In Chapter 9, Thomas explains that God is “simple,” that is, not composed of multiple parts.

A similar course of reasoning clearly shows that the first mover must be simple. For any composite being must contain two factors that are related to each other as potency to act. But in the first mover, which is altogether immobile, all combination of potency and act is impossible, because whatever is in potency is, by that very fact, movable. Accordingly the first mover cannot be composite.

I do not see why any composite being must “contain two factors that are related to each other as potency to act.” But then, I’m not entirely sure what it means for being to “contain two factors that are related to each other as potency to act.” To review, potency, or potentiality, is the possibility of having some form, as my son has the potency of being a man. Act is the actuality. Once my son grows up, he will actually be a man. But what the quote phrase actually means I don’t understand. But the argument that God, being immobile and immutable, is solely act with no potency is clear enough.

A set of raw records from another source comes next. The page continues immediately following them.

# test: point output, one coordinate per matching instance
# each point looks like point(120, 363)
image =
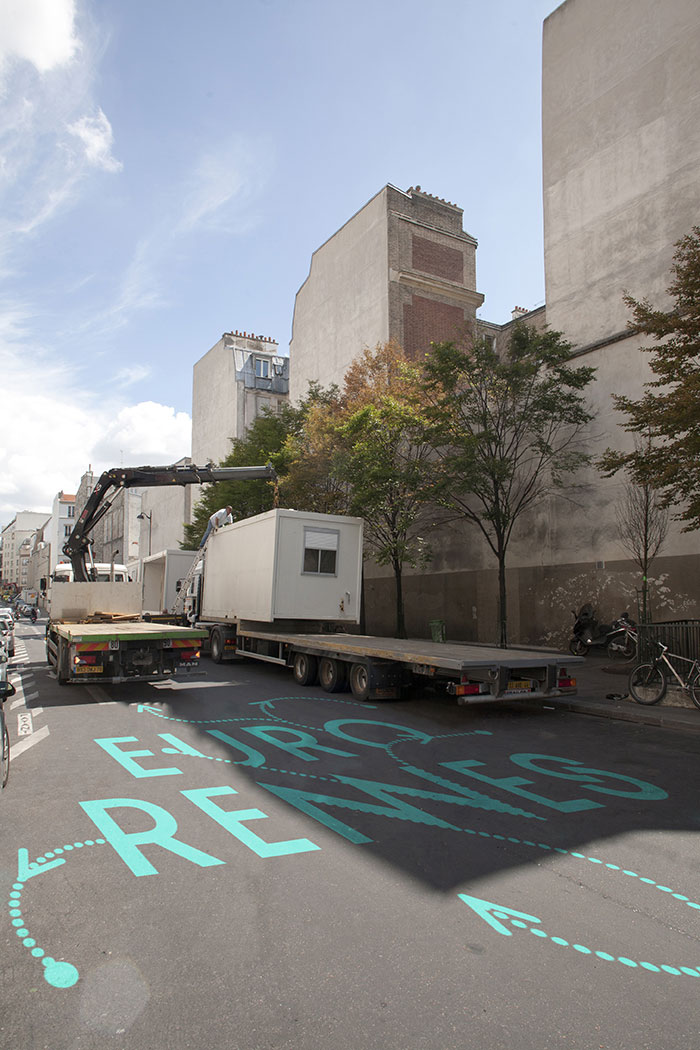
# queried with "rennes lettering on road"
point(391, 798)
point(128, 844)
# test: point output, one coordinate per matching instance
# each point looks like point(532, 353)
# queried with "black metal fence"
point(682, 637)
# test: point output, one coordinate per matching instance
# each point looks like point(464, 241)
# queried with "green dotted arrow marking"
point(496, 916)
point(57, 972)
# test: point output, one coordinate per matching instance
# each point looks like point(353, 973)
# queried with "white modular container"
point(75, 602)
point(284, 565)
point(161, 574)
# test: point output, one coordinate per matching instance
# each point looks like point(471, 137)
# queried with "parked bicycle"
point(650, 681)
point(6, 689)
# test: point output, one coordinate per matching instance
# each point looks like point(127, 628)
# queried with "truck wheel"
point(359, 679)
point(216, 645)
point(332, 674)
point(304, 669)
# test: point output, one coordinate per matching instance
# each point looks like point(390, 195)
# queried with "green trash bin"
point(437, 630)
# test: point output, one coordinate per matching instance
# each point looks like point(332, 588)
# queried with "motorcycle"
point(618, 638)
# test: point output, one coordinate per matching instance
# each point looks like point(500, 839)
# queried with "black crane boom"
point(78, 543)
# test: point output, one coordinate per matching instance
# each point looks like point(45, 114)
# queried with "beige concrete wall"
point(342, 307)
point(620, 154)
point(215, 406)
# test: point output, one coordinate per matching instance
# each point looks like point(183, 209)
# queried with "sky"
point(167, 169)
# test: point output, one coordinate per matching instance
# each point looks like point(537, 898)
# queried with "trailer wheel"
point(216, 642)
point(304, 669)
point(359, 679)
point(332, 674)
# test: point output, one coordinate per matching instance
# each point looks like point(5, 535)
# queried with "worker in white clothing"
point(223, 517)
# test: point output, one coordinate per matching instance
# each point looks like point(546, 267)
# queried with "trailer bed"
point(125, 631)
point(381, 667)
point(449, 655)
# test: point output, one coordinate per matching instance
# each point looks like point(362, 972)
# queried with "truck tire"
point(359, 680)
point(304, 669)
point(332, 674)
point(216, 642)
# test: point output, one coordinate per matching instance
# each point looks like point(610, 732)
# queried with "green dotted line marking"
point(57, 973)
point(606, 956)
point(591, 860)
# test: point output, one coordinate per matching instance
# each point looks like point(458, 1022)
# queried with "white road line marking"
point(24, 723)
point(27, 742)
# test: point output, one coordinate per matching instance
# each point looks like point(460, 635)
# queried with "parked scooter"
point(619, 638)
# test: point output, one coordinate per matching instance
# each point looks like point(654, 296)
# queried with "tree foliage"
point(504, 428)
point(384, 458)
point(669, 412)
point(360, 450)
point(642, 523)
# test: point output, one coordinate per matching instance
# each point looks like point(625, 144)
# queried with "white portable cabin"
point(161, 574)
point(284, 565)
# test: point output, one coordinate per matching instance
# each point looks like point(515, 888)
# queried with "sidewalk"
point(597, 677)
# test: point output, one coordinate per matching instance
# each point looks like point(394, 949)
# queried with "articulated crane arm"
point(78, 543)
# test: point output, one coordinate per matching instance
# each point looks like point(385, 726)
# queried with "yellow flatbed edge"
point(139, 629)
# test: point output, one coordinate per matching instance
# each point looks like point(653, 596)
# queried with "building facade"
point(241, 376)
point(60, 525)
point(401, 269)
point(620, 162)
point(16, 542)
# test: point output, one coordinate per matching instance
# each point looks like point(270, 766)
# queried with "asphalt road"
point(236, 863)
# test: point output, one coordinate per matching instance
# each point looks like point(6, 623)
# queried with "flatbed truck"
point(96, 630)
point(284, 588)
point(121, 652)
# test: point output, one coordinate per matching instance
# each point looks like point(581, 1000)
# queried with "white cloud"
point(221, 189)
point(55, 428)
point(40, 32)
point(131, 376)
point(143, 434)
point(96, 133)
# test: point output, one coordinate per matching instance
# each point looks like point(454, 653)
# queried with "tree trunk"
point(503, 616)
point(401, 625)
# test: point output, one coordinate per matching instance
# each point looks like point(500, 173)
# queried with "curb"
point(664, 717)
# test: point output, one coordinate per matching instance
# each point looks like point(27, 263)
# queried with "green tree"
point(385, 461)
point(669, 412)
point(359, 450)
point(306, 462)
point(504, 431)
point(642, 524)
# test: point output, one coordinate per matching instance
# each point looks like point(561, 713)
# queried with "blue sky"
point(167, 169)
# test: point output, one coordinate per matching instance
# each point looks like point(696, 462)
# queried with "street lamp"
point(141, 517)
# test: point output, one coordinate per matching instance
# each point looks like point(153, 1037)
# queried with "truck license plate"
point(518, 687)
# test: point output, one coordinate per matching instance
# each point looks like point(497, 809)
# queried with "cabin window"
point(320, 551)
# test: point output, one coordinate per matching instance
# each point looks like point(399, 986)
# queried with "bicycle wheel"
point(648, 684)
point(4, 750)
point(621, 649)
point(694, 689)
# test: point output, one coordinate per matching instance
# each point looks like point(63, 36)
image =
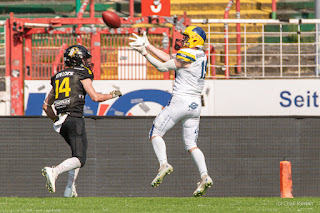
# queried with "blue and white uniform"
point(185, 104)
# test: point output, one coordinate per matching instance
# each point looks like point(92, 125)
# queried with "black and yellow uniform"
point(69, 97)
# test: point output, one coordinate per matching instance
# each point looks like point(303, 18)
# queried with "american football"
point(111, 19)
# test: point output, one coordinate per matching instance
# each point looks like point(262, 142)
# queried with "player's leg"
point(190, 136)
point(73, 131)
point(162, 123)
point(78, 143)
point(70, 190)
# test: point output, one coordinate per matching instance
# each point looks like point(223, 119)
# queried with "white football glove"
point(115, 93)
point(137, 41)
point(146, 41)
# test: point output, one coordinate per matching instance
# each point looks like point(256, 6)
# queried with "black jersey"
point(69, 93)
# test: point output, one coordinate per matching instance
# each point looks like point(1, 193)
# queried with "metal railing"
point(269, 48)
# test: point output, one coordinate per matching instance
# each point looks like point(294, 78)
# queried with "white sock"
point(67, 165)
point(72, 176)
point(200, 162)
point(159, 147)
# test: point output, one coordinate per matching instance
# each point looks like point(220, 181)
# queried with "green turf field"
point(159, 205)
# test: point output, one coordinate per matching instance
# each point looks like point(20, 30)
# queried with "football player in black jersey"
point(67, 96)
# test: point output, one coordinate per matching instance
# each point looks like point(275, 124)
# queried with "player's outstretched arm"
point(143, 41)
point(98, 97)
point(47, 105)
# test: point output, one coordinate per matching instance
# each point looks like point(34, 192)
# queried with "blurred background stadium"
point(260, 102)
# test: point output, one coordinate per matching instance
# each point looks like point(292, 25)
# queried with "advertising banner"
point(219, 98)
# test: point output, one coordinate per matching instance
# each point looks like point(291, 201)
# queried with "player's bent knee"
point(190, 149)
point(82, 161)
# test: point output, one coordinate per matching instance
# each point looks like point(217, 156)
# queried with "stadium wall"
point(242, 154)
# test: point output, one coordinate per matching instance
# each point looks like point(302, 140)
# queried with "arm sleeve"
point(162, 67)
point(85, 73)
point(185, 55)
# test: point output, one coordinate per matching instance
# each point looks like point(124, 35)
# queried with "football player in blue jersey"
point(190, 65)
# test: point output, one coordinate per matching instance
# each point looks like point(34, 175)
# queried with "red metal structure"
point(35, 48)
point(226, 38)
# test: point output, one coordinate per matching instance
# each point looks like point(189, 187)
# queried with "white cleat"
point(48, 172)
point(70, 191)
point(162, 172)
point(205, 184)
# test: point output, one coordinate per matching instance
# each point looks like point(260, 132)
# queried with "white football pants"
point(184, 108)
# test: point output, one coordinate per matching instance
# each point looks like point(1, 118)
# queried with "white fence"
point(269, 48)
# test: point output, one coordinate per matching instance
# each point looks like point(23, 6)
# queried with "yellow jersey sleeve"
point(185, 56)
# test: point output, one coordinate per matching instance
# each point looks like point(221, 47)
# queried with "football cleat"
point(205, 183)
point(162, 172)
point(70, 191)
point(51, 178)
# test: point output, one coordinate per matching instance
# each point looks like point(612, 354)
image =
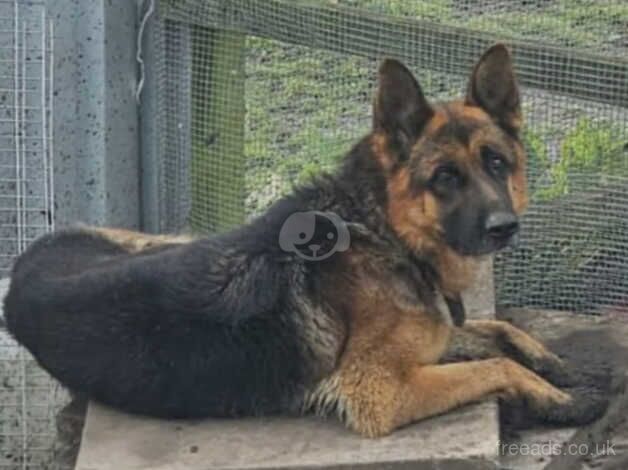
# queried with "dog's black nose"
point(502, 225)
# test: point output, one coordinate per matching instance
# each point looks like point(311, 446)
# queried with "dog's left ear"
point(493, 87)
point(400, 109)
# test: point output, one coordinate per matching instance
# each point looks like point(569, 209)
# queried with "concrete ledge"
point(113, 441)
point(465, 439)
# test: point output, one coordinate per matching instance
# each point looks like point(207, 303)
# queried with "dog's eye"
point(446, 175)
point(494, 161)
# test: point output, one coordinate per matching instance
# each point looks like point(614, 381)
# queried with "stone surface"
point(464, 439)
point(601, 340)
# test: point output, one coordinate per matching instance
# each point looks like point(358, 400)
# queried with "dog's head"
point(455, 171)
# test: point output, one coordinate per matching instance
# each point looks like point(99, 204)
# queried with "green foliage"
point(422, 9)
point(595, 148)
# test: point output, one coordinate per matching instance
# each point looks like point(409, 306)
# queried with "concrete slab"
point(465, 439)
point(542, 448)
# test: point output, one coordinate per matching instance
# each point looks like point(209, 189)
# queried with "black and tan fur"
point(232, 325)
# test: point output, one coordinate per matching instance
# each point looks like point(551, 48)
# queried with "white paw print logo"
point(314, 235)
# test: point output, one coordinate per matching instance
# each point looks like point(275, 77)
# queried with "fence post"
point(96, 153)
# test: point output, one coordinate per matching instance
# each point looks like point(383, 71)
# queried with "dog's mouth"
point(313, 250)
point(487, 245)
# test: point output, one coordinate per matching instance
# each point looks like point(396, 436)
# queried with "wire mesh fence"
point(256, 96)
point(26, 211)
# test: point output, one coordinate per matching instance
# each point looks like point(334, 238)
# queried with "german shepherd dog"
point(248, 323)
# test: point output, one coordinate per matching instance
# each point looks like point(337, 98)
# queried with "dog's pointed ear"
point(493, 87)
point(400, 109)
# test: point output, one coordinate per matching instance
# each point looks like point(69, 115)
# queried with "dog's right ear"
point(400, 109)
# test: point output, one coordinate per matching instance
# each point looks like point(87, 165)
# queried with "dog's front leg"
point(482, 339)
point(376, 399)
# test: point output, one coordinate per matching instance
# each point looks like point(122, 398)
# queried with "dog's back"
point(162, 332)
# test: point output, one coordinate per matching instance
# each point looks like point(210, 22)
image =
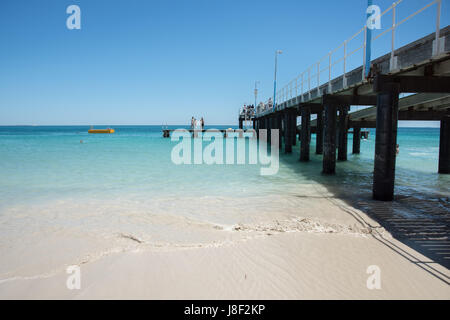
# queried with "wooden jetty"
point(194, 132)
point(421, 69)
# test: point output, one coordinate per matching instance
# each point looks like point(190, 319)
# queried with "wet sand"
point(285, 258)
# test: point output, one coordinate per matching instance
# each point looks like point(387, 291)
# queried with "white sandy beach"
point(296, 258)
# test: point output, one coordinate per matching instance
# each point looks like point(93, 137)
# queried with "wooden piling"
point(294, 127)
point(444, 146)
point(386, 141)
point(287, 131)
point(329, 142)
point(305, 134)
point(343, 133)
point(356, 140)
point(319, 133)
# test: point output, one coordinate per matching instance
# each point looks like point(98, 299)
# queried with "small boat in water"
point(107, 130)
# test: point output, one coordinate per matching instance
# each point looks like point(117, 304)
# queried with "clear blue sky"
point(154, 62)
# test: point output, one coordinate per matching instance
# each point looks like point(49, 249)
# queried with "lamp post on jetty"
point(277, 52)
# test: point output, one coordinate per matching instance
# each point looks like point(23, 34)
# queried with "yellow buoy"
point(101, 130)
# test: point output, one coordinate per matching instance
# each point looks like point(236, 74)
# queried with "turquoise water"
point(52, 185)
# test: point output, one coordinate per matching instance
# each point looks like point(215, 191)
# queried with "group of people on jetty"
point(250, 110)
point(197, 124)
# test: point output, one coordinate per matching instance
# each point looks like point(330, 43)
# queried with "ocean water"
point(67, 196)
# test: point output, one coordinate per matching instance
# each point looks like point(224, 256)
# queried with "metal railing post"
point(329, 72)
point(364, 53)
point(344, 80)
point(392, 65)
point(318, 78)
point(309, 83)
point(438, 27)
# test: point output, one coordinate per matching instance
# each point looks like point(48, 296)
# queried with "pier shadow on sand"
point(417, 218)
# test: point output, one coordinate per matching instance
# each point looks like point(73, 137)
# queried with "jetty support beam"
point(386, 141)
point(356, 140)
point(288, 131)
point(444, 146)
point(305, 134)
point(329, 139)
point(279, 127)
point(319, 133)
point(343, 133)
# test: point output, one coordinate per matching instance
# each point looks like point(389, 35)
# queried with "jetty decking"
point(420, 68)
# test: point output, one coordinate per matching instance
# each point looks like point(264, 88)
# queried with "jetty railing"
point(303, 83)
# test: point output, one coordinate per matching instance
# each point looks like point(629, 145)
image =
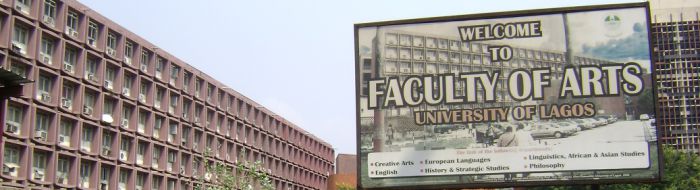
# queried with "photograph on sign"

Perhaps it’s simply that a being consisting of two or more pieces has the possibility of being separated into its pieces; that’s the potency, and the individual pieces are the act.

The subsequent argument makes more sense.

Moreover, something has to exist prior to any composite, since composing elements are by their very nature antecedent to a composite. Hence the first of all beings cannot be composite.

Because if it were, its components would have existed beforehand, and it would not be the first of all beings.

Even within the order of composite beings we observe that the simpler things have priority. Thus elements are naturally prior to mixed bodies. Likewise, among the elements themselves, the first is fire, which is the simplest of all. Prior to all elements is the heavenly body, which has a simpler construction, since it is free from all contrariety. Hence the truth remains that the first of beings must be absolutely simple.

And here again we have an appeal to Aristotelian physics, which I have a hard time taking seriously. On the other hand, we moderns would agree that atoms, for example, are naturally prior to, say, books, computers, and human beings, and that electrons, protons, and neutrons are naturally prior to atoms. But I’m not sure that this is truly relevant.